Possible values are "none", "basic", "normal" and "detailed".
Exported fields
The following fields are exported and can be referenced by other components:
| Name | Type | Description | 
|---|---|---|
| input | otelcol.Consumer | A value that other components can use to send telemetry data to. | 
input accepts otelcol.Consumer traces telemetry data. It does not accept metrics and logs.
Component health
otelcol.connector.servicegraph is only reported as unhealthy if given an invalid
configuration.
Debug information
otelcol.connector.servicegraph does not expose any component-specific debug
information.
Example
The example below accepts traces, creates service graph metrics from them, and writes the metrics to Mimir. The traces are written to Tempo.
otelcol.connector.servicegraph also adds a label to each metric with the value of the “http.method” span/resource attribute.
otelcol.receiver.otlp "default" {
  grpc {
    endpoint = "0.0.0.0:4320"
  }
  output {
    traces  = [otelcol.connector.servicegraph.default.input,otelcol.exporter.otlp.grafana_cloud_traces.input]
  }
}
otelcol.connector.servicegraph "default" {
  dimensions = ["http.method"]
  output {
    metrics = [otelcol.exporter.prometheus.default.input]
  }
}
otelcol.exporter.prometheus "default" {
  forward_to = [prometheus.remote_write.mimir.receiver]
}
prometheus.remote_write "mimir" {
  endpoint {
    url = "https://prometheus-xxx.grafana.net/api/prom/push"
    basic_auth {
      username = sys.env("PROMETHEUS_USERNAME")
      password = sys.env("GRAFANA_CLOUD_API_KEY")
    }
  }
}
otelcol.exporter.otlp "grafana_cloud_traces" {
  client {
    endpoint = "https://tempo-xxx.grafana.net/tempo"
    auth     = otelcol.auth.basic.grafana_cloud_traces.handler
  }
}
otelcol.auth.basic "grafana_cloud_traces" {
  username = sys.env("TEMPO_USERNAME")
  password = sys.env("GRAFANA_CLOUD_API_KEY")

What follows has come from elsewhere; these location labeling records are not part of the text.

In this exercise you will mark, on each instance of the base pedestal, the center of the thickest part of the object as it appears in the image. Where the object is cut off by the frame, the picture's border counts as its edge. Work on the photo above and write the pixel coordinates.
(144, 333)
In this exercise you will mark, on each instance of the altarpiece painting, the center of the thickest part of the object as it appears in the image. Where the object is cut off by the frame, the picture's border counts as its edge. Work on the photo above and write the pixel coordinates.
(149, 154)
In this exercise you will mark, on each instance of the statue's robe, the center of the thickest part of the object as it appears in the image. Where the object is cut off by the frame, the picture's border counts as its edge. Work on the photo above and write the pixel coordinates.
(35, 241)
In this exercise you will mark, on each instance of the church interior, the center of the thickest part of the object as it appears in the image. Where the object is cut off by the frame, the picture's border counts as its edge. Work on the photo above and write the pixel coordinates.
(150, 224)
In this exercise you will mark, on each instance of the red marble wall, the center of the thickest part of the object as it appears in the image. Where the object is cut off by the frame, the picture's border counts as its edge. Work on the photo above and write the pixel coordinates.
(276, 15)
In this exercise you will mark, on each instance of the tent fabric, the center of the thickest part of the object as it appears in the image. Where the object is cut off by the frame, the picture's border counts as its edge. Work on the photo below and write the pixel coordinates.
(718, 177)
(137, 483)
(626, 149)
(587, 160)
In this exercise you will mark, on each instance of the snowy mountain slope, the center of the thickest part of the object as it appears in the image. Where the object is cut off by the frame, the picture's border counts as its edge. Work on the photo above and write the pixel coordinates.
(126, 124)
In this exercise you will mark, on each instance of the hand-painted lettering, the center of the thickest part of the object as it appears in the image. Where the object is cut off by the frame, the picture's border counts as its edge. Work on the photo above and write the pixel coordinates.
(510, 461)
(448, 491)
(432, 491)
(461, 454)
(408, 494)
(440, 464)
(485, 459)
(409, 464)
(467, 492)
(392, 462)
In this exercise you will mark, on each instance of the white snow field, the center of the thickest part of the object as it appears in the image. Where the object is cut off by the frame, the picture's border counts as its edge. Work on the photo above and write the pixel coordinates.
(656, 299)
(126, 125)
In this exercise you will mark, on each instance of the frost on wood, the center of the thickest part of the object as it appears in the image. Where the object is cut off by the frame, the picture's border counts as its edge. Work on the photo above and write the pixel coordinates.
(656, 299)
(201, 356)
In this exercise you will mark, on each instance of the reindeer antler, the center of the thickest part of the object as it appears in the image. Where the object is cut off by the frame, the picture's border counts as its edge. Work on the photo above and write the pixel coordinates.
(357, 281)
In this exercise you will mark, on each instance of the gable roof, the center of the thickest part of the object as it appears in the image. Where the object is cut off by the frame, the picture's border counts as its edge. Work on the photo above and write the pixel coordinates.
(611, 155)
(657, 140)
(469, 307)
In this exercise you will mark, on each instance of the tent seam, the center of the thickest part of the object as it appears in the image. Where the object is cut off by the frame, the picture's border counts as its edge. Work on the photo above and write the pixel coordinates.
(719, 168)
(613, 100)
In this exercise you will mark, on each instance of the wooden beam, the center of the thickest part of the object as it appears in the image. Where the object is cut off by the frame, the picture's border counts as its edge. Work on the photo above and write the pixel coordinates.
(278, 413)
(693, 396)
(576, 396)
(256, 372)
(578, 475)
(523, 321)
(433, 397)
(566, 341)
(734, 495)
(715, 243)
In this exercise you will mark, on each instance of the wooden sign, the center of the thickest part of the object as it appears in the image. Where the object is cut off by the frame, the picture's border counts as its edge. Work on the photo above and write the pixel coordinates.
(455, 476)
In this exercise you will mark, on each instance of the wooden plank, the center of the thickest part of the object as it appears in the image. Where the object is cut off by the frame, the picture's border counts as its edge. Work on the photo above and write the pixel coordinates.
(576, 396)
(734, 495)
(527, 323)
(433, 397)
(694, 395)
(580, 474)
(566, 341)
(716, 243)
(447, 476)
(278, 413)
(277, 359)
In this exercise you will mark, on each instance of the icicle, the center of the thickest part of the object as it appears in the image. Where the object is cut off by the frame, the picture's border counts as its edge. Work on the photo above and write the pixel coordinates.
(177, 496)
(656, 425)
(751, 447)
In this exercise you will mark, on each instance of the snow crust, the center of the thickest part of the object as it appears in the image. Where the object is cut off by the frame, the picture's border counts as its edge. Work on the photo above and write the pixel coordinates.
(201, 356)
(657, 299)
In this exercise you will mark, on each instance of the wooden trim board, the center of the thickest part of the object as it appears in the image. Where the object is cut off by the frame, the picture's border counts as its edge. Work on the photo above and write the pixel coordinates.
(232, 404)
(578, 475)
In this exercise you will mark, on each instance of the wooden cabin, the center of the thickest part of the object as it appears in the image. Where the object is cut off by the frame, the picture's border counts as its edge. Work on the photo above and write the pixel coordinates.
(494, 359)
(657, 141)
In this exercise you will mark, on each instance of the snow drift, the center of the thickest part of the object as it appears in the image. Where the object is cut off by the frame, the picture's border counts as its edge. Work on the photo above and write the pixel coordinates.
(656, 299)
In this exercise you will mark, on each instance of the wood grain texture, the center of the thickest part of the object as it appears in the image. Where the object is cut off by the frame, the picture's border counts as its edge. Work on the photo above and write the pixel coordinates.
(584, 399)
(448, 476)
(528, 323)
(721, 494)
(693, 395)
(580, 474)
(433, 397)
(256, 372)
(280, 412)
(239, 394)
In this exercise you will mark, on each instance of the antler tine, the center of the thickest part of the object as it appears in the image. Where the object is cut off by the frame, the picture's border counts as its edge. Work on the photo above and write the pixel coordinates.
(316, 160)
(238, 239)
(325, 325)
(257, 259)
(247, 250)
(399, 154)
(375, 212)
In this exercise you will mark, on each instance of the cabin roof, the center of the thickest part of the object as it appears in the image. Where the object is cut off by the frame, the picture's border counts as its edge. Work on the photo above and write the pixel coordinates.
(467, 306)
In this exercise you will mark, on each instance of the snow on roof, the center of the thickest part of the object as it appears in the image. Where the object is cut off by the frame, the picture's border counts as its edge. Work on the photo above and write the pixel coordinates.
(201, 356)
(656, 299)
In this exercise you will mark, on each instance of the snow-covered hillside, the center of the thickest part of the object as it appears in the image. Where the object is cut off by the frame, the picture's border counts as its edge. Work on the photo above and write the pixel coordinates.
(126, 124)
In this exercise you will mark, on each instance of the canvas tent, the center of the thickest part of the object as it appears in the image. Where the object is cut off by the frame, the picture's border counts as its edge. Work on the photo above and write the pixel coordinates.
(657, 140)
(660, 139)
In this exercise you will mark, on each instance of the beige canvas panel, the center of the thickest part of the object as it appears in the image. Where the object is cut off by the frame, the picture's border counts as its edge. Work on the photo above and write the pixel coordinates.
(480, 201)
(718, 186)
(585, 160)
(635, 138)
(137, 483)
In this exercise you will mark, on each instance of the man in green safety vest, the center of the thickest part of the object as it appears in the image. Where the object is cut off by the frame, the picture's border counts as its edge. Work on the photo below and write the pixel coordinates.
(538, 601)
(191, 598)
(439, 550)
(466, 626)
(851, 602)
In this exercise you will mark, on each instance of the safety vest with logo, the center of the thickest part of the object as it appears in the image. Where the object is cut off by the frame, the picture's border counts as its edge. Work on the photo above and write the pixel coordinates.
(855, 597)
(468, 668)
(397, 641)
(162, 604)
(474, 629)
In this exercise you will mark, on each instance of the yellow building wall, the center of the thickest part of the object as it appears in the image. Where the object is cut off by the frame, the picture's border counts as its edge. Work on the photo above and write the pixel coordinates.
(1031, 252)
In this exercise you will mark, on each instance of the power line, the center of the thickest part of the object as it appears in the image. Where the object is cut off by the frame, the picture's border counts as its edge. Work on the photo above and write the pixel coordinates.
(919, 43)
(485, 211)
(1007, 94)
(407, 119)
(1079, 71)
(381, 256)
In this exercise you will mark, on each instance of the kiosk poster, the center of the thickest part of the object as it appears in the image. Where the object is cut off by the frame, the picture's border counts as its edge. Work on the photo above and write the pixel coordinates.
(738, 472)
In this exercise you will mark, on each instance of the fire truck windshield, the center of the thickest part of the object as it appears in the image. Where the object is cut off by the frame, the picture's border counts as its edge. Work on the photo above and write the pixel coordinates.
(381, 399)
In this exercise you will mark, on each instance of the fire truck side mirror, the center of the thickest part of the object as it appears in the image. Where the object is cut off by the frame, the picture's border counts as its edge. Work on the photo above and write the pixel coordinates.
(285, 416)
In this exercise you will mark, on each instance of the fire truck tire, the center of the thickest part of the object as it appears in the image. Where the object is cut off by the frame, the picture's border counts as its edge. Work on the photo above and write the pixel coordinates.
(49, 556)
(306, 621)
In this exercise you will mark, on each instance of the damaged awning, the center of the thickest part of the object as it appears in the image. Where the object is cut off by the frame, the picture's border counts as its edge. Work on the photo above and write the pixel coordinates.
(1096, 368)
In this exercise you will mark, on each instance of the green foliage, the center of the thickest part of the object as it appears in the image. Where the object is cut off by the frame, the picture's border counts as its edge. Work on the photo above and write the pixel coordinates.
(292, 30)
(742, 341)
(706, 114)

}Some of the metrics in Mimir may look like this:
traces_service_graph_request_total{client="shop-backend",failed="false",server="article-service",client_http_method="DELETE",server_http_method="DELETE"}
traces_service_graph_request_failed_total{client="shop-backend",client_http_method="POST",failed="false",server="auth-service",server_http_method="POST"}Compatible components
otelcol.connector.servicegraph can accept arguments from the following components:
- Components that export OpenTelemetry otelcol.Consumer
otelcol.connector.servicegraph has exports that can be consumed by the following components:
- Components that consume OpenTelemetry otelcol.Consumer
Note
Connecting some components may not be sensible or components may require further configuration to make the connection work correctly. Refer to the linked documentation for more details.